As someone said, you can't, because the details are secret.
For your first effort, it would be extremely helpful if you were looking at an architecture that was fully documented.
It would also be helpful if you were looking at an older style of processor where the architecture was laid out to be easily understood by humans, instead of just easily implementable in silicon. You know - fixed position/size fields for opcode, source, and destination; less aliasing of "special" addresses, etc. Atmel, IMO, does a particularly poor job of describing the functional architecture of their architecture (compared to some other vendors who do a better job with that, but a worse job describing how it should be used.) (For example, the fact that peripherals and RAM are in the same address space is understated.)
So for each clock cycle, you have an instruction in the instruction decode buffer, and one in the instruction prefetch register (or it will be there "soon.")
Some of the bits specify the source, which can be one of the registers, or a RAM location. RAM locations can the instruction decode buffer itself ("immediate" addressing) (or maybe that's more like a register address?), or RAM pointed to by the instruction decode register (IO instructions), or RAM pointed to by the prefetch register ("direct addressing"), or RAM pointed to by the various index registers in the CPU.
Some of the bits specify the destination, which is similar but has somewhat fewer possibilities. The destination is also the source of the 2nd operand, for two-operand instructions. The destination can also be the PC (jmp), or it can get discarded (Compare instruction.)
More of the bits tell the ALU what it's supposed to do with the two 8-bit quantities. See a SN74181 datasheet for an approximation of what's available.
Probably on the next clock edge, the output of the ALU would get written to the destination. (rising edge: fetch operands. High: wait for results to stabalize. Falling edge: write results. Or something like that.) Also store the flag bits from the ALU in the status register.
Obviously, 16-bit operations, stack operations, multiply, and other instructions would be handled a bit differently.
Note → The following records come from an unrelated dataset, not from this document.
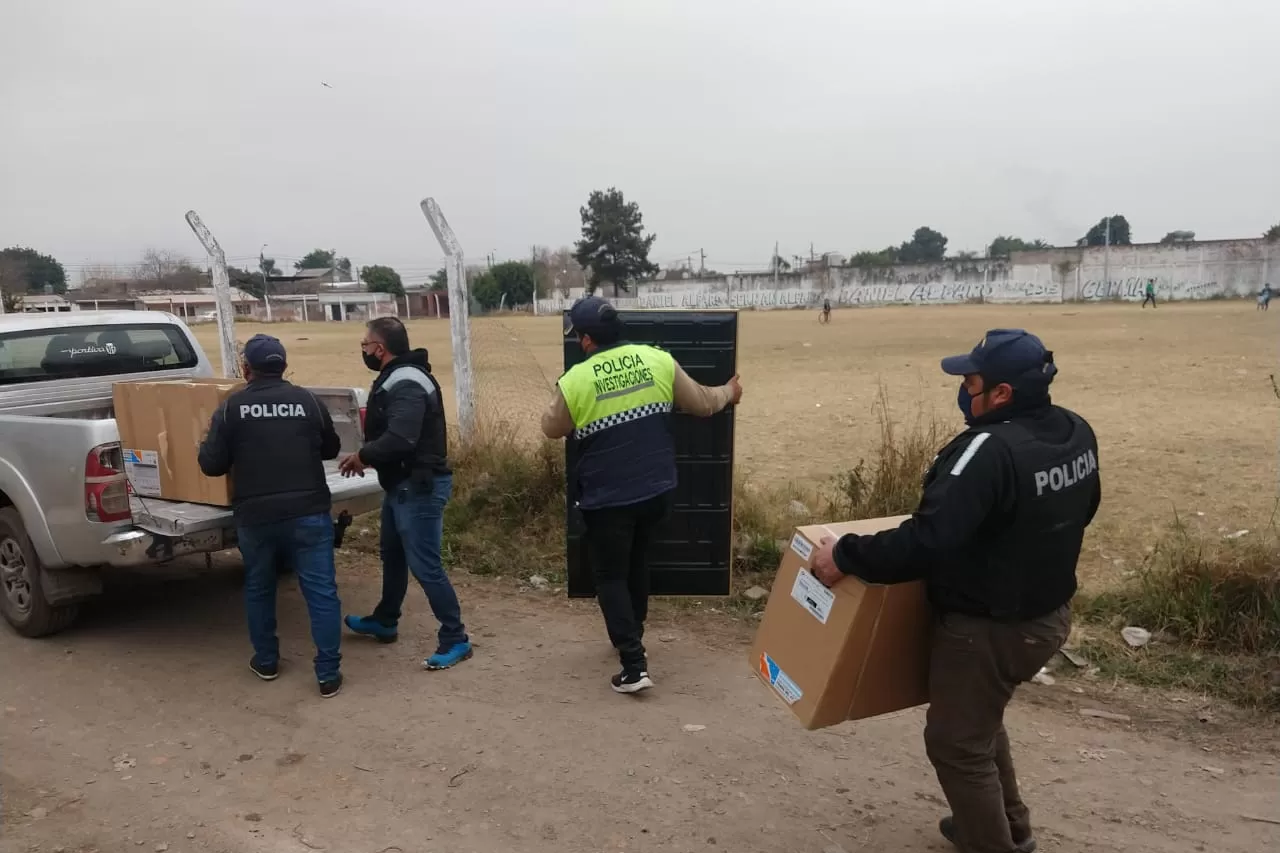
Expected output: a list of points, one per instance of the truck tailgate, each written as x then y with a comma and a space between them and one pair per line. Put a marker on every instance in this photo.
355, 495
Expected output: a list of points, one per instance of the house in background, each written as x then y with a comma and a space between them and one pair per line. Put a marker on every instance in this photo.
184, 304
45, 302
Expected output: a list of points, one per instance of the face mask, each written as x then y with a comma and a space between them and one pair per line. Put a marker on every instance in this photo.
965, 401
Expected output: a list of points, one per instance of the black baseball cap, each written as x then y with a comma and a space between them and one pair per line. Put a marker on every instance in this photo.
589, 315
264, 352
1005, 355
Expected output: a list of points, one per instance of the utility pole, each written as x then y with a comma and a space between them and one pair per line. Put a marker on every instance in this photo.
1106, 260
460, 325
222, 295
266, 292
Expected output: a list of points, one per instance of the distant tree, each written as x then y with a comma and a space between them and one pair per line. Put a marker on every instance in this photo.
324, 259
869, 260
247, 281
37, 269
13, 283
613, 247
926, 246
485, 291
159, 264
439, 279
165, 270
516, 281
1006, 246
266, 265
1097, 236
382, 279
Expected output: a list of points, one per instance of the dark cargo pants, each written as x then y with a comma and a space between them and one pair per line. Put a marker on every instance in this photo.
618, 541
974, 669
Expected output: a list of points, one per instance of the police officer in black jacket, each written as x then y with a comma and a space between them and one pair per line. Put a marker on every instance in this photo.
407, 445
996, 537
273, 437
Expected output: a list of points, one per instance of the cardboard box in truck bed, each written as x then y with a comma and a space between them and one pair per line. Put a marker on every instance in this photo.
161, 425
849, 652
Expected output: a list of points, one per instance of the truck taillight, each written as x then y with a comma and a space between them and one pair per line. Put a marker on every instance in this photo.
106, 491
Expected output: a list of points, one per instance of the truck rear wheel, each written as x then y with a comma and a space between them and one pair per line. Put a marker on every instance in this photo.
22, 597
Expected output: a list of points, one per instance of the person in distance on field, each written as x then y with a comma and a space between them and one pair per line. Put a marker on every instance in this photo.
407, 445
996, 538
616, 404
274, 437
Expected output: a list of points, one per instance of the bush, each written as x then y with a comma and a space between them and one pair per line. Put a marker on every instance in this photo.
507, 514
892, 482
1214, 607
1221, 596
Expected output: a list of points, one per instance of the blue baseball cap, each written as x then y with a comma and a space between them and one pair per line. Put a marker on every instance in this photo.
590, 314
264, 352
1005, 355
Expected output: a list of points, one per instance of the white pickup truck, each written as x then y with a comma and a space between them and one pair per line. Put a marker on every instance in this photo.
67, 512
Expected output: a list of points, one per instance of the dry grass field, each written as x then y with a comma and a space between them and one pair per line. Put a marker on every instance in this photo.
1180, 397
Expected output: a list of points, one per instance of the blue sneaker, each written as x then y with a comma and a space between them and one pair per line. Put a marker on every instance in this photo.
370, 626
448, 656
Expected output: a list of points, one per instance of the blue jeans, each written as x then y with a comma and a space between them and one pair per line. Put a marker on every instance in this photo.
412, 530
305, 543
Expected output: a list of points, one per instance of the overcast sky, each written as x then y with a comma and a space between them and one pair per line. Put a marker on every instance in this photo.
734, 123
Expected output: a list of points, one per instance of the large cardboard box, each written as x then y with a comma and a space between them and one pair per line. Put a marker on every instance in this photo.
849, 652
161, 425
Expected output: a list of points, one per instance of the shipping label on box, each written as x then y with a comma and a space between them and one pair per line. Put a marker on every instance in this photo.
142, 470
778, 680
810, 594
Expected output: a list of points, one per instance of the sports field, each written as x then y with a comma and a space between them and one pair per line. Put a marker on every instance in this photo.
1182, 397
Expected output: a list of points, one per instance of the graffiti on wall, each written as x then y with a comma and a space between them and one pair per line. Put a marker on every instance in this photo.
1136, 287
709, 296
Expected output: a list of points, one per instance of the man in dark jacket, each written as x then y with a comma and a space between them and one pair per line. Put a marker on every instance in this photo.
996, 537
406, 443
273, 437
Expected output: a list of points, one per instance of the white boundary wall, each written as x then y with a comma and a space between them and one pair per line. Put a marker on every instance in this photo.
1223, 269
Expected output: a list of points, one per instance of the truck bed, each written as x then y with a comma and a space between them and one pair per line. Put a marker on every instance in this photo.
355, 495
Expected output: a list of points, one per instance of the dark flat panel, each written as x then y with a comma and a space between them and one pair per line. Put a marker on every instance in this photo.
694, 548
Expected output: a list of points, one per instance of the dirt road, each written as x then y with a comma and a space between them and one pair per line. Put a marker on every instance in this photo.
144, 730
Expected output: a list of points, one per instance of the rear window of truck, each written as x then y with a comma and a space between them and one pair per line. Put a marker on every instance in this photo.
81, 351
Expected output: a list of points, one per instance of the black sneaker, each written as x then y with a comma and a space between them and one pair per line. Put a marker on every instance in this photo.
631, 682
947, 826
264, 671
330, 688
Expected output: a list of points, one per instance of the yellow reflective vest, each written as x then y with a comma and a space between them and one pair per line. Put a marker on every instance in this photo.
620, 398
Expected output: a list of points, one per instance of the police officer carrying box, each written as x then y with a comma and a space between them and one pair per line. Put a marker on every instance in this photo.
274, 438
996, 537
616, 405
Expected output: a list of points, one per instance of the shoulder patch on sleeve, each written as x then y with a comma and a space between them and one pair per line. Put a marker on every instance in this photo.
411, 375
969, 452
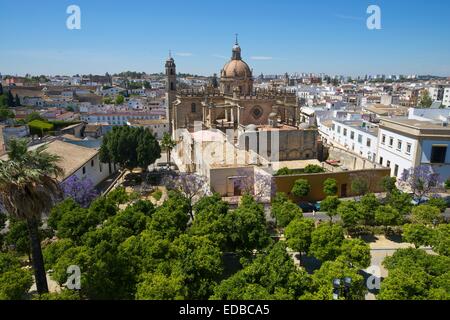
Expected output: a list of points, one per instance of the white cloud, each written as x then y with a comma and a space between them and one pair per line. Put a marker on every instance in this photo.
220, 56
341, 16
184, 54
261, 58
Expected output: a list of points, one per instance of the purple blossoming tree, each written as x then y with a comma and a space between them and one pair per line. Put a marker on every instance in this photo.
421, 181
80, 190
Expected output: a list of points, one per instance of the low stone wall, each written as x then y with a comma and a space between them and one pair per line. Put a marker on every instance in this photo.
343, 178
350, 160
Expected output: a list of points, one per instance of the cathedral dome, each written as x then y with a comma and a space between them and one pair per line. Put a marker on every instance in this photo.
236, 69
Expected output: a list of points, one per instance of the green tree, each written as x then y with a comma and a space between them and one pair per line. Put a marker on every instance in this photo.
368, 205
326, 242
34, 116
248, 228
415, 275
360, 186
404, 284
5, 113
301, 188
10, 100
272, 275
350, 213
356, 252
330, 187
425, 214
389, 184
200, 263
417, 234
322, 281
284, 210
107, 100
17, 101
27, 190
400, 201
167, 144
298, 234
130, 147
387, 216
170, 220
158, 286
18, 237
285, 171
313, 168
120, 99
15, 281
441, 240
210, 220
438, 202
330, 205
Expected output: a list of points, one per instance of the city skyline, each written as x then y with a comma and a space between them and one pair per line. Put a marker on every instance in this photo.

Immediate addressing only gets to access half the registers as the destination. And a bunch of other complications.
This is all much easier to grasp on something like a PDP11, where the PC and SP are just ordinary registers, and there haven't been any "optimizations" done to squeeze 32 registers into 4bits of identifier in the instruction. (or make everything happen in "one clock cycle"; it's really useful to think of multiple phases of each instruction taking "as long as needed", and letting the HW designer figure out how to make that happen in half a clock cycle. You can probably find a good description somewhere of what an 8051 does with each of the 12 clocks that make up ONE instruction "cycle" in THAT architecture. Or the 4 clocks of an 8080. etc.)